Needed a trusted, secure assistant that could quickly summarize meetings, find files, and mirror their communication style.
Key Jobs To Be Done
Retrieve key information across departments instantly.
Summarize reports, meetings, and messages.
Keep proprietary data safe within HP’s walls.
Have the latest AI feature at all times.
Tasked with maintaining compliance and ensuring no data breaches. Needed a solution that could integrate with HP systems without breaching security standards.
Key Jobs To Be Done
Approve and monitor local LLM deployments.
Maintain transparency and governance.
Ensure no data leaves the HP network.
Wanted faster access to brand, product and competitor information to support campaign strategy and partner communications.
Typically Industry Specialists
Key Jobs To Be Done
Search and summarize key internal docs.
Automate first drafts for presentations and proposals.
Access context on clients, competitors or products instantly.
Needed ways to tap into specific industry knowledge that the specialists had without needing to send clients to the specialists.
Key Jobs To Be Done
Tap into the knowledgebase at any given time.
Retrieve specialist knowledge instantly when interacting with a client.
Automate first drafts for presentations and proposals.
We looked at tools across the industry to understand what “good” felt like.
With just two people, limited time, and strict firewalls, we realized Figma alone wouldn’t cut it. The hypothesis became: if we could prototype and code simultaneously using vibe-coding tools like Replit, we could test UI behavior, LLM responses, and user workflows at the same time, skipping long handoff cycles and accelerating learning
Goal: Make daily processes simpler for the executive and his team: helping them access, summarize, and act on information faster without leaving HP’s secure environment.
Switching between design and development was intense, especially when every pivot meant starting over. Because HP’s firewall blocked many API calls, we pivoted to Microsoft CoPilot mid-project to leverage OneDrive data, only to pivot back when CoPilot’s performance fell short.

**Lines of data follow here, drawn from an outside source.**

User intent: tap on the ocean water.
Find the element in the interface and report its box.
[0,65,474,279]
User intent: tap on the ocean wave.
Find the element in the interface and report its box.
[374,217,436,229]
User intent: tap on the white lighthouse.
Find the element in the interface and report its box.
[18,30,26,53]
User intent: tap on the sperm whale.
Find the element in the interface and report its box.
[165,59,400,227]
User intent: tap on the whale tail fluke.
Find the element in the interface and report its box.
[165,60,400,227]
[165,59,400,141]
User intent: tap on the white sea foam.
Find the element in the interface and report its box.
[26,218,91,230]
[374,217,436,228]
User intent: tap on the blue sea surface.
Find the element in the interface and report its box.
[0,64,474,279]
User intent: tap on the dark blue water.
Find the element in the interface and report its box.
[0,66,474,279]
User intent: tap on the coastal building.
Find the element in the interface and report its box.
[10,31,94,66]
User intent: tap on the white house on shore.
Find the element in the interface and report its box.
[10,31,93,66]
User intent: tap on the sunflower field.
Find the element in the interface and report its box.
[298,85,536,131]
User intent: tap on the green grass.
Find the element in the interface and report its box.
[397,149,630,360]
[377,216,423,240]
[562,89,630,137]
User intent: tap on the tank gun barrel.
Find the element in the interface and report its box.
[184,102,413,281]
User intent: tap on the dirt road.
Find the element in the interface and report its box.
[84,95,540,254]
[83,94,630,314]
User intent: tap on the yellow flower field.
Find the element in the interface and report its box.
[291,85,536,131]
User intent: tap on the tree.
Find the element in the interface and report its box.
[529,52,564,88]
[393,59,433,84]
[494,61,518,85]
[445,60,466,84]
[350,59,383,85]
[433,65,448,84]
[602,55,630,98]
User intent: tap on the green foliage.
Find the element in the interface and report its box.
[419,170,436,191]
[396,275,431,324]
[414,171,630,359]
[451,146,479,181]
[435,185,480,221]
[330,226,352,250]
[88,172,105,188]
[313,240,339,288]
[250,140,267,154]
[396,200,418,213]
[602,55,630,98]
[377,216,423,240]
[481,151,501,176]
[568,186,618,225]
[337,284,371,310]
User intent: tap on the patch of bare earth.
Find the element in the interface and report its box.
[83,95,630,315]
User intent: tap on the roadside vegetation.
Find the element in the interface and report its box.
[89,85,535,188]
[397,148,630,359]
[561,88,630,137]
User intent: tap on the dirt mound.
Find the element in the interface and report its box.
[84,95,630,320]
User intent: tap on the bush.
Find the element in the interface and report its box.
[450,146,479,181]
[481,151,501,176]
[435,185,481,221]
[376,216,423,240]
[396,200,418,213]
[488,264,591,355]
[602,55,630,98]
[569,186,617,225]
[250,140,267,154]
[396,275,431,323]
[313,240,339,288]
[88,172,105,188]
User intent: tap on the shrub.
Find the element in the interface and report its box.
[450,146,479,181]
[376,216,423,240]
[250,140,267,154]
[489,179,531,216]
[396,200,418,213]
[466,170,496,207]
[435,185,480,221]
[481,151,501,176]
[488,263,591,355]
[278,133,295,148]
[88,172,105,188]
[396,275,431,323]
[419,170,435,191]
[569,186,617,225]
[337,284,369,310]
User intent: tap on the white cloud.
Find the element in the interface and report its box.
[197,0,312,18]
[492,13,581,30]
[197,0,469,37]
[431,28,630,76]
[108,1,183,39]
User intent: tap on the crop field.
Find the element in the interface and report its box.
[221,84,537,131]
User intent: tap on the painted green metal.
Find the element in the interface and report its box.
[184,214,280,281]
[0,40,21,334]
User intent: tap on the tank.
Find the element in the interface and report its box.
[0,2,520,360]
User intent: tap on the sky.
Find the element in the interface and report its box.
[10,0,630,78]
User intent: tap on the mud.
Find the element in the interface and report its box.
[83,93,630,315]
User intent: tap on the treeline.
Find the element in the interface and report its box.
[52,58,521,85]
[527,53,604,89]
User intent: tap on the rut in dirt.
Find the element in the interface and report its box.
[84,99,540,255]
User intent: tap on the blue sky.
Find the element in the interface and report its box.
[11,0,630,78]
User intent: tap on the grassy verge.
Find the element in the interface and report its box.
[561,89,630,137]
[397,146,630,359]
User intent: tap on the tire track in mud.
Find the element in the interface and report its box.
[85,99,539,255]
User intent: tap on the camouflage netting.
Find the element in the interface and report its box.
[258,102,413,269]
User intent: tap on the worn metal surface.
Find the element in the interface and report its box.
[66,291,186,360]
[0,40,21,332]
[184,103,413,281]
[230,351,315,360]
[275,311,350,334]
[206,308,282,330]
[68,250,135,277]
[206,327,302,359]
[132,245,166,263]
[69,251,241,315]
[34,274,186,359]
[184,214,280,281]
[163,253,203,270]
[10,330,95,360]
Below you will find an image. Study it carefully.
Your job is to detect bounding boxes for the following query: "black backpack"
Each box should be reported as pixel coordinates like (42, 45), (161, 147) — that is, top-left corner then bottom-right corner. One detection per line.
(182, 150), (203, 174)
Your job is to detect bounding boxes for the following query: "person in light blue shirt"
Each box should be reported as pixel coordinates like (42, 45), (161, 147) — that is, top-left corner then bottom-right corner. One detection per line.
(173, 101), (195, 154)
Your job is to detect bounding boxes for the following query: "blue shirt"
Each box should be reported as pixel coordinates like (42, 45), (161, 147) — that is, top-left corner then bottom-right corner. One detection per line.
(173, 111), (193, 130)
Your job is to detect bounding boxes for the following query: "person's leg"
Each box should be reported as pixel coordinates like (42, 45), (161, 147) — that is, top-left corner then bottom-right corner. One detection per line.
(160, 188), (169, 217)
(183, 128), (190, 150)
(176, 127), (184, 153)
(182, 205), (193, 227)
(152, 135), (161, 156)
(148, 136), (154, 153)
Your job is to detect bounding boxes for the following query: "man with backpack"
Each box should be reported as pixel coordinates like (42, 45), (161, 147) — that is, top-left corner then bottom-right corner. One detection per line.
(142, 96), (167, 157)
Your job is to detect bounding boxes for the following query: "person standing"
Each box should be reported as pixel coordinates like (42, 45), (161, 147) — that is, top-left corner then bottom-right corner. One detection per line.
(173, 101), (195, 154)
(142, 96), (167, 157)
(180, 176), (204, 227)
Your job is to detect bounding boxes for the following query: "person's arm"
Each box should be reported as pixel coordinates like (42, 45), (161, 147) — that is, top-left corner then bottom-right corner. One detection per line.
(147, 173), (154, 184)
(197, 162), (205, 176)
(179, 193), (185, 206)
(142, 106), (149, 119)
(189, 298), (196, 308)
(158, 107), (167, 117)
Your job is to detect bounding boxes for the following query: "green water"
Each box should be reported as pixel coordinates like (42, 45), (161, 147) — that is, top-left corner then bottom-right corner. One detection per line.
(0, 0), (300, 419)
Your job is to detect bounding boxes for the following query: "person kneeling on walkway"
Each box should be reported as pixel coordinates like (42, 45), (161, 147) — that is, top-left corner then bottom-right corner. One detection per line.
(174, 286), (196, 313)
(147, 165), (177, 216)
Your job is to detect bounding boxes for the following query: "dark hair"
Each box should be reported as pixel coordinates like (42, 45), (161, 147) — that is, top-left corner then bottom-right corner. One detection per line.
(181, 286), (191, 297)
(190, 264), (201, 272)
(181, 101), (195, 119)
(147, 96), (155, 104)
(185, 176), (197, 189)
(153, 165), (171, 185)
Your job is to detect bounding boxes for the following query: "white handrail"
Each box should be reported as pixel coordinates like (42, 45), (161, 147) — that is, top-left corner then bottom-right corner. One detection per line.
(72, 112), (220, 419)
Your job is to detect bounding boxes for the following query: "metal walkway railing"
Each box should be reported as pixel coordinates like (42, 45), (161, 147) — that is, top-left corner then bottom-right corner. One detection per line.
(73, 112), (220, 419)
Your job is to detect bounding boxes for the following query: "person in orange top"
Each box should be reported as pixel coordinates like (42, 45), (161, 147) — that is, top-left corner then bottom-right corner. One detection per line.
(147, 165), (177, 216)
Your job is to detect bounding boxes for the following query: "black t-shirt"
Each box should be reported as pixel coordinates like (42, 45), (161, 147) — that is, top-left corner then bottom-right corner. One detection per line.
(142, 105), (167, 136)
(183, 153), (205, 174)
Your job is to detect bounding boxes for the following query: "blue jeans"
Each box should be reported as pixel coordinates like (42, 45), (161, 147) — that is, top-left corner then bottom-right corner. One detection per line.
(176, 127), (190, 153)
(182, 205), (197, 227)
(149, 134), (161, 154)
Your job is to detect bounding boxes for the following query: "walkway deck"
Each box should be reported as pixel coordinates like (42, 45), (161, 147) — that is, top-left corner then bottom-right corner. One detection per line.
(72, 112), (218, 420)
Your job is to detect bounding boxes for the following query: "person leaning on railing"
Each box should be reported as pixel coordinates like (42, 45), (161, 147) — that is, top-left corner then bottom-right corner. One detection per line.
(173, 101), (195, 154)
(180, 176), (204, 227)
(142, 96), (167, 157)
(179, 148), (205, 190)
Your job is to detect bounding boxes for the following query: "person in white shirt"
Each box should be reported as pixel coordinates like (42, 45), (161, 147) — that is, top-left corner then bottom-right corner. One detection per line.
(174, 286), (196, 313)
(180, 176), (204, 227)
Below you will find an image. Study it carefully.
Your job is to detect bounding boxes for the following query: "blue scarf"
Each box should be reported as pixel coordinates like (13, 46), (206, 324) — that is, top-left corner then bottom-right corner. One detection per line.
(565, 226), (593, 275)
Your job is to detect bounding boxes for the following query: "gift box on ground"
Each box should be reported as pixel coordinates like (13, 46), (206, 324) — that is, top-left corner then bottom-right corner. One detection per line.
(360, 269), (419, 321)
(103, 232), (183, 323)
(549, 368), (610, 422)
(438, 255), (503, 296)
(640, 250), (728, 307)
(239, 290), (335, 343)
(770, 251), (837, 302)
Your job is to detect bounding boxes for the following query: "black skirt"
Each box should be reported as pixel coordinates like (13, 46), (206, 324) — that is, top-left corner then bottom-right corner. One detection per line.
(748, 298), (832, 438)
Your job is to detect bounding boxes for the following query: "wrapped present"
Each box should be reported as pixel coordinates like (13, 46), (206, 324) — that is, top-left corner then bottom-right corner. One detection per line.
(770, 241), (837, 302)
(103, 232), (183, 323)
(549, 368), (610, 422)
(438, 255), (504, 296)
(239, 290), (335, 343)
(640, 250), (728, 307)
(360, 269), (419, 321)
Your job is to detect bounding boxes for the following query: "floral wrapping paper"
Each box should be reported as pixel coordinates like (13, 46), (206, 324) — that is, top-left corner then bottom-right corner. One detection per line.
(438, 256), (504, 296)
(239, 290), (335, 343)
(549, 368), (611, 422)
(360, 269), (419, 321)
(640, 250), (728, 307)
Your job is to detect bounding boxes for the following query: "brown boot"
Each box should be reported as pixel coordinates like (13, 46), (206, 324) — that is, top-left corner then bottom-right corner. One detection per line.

Vibe-coding in Replit had its own challenges: unstable saves, limited backend functionality, and the need to be extremely specific in prompts to avoid memory overload. Each adjustment taught me how fragile, yet powerful, the new wave of AI build tools can be.
We shipped a secure, locally hosted AI tool running on an HP Z-box. The product featured a clean HP-branded UI inspired by Notebook LM, built-in access to team knowledge, and dual knowledge bases: one conversational and one system-wide. It recognized event reminders, summarized files, and responded in the executive’s concise tone. Built with Ollama and Llama 3.2, it kept all interactions private, fast, and fully offline.


This project was as much about learning as it was about building. It was my first time applying vibe-coding; designing and prompting directly in tools like Replit. I learned how specific prompts, temperature settings, and model selection could drastically change the experience. Balancing creativity with precision became essential, especially when small prompt mistakes could waste memory, credits, or processing time.
Perfect my prompts outside of the build tool first (testing and refining them in ChatGPT or Claude before implementing them in Replit) to move faster and maintain clarity through the process.
Work with a developer to create personal AI agents for each key team member, so users could query each other’s domain knowledge without constant email back-and-forth. Additionally, explore developing a secure mobile version of the tool for the executive’s on-the-go use.